Mark Aronson (born May 1946) is an Australian legal scholar who serves as Emeritus Professor at the UNSW Faculty of Law. He is a leading scholar of administrative law and public law in Australia.

Aronson graduated with a Bachelor of Jurisprudence from Monash University in 1967. In 1968, he completed a Bachelor of Laws with honours from the Monash University Faculty of Law, ranking first in his class and winning the Supreme Court Prize. He was awarded a Commonwealth Scholarship and studied at the University of Oxford, completing a DPhil specialising in administrative law under Sir William Wade.
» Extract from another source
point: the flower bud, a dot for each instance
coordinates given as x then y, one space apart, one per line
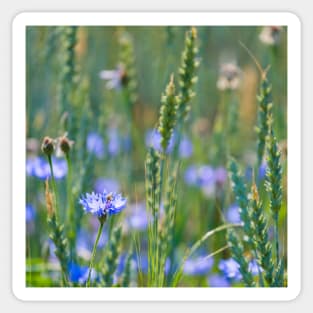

He also taught as a tutor at Merton College, Oxford. On his return to Australia, he joined the newly established UNSW Faculty of Law, where he was offered tenure in 1973. He remained at the Faculty of Law until his retirement in 2006 and continues to research and supervise student dissertations. He has held visiting fellowships at the University of Oxford and the London School of Economics and Political Science.

Aronson has co-authored numerous books in the areas of administrative law, government liability, civil procedure and evidence and public torts and contracts. These include Judicial Review of Administrative Action and Government Liability (2017), Litigation: Evidence & Procedure (1998) and Public Torts and Contracts (1982). He has also published articles in these areas.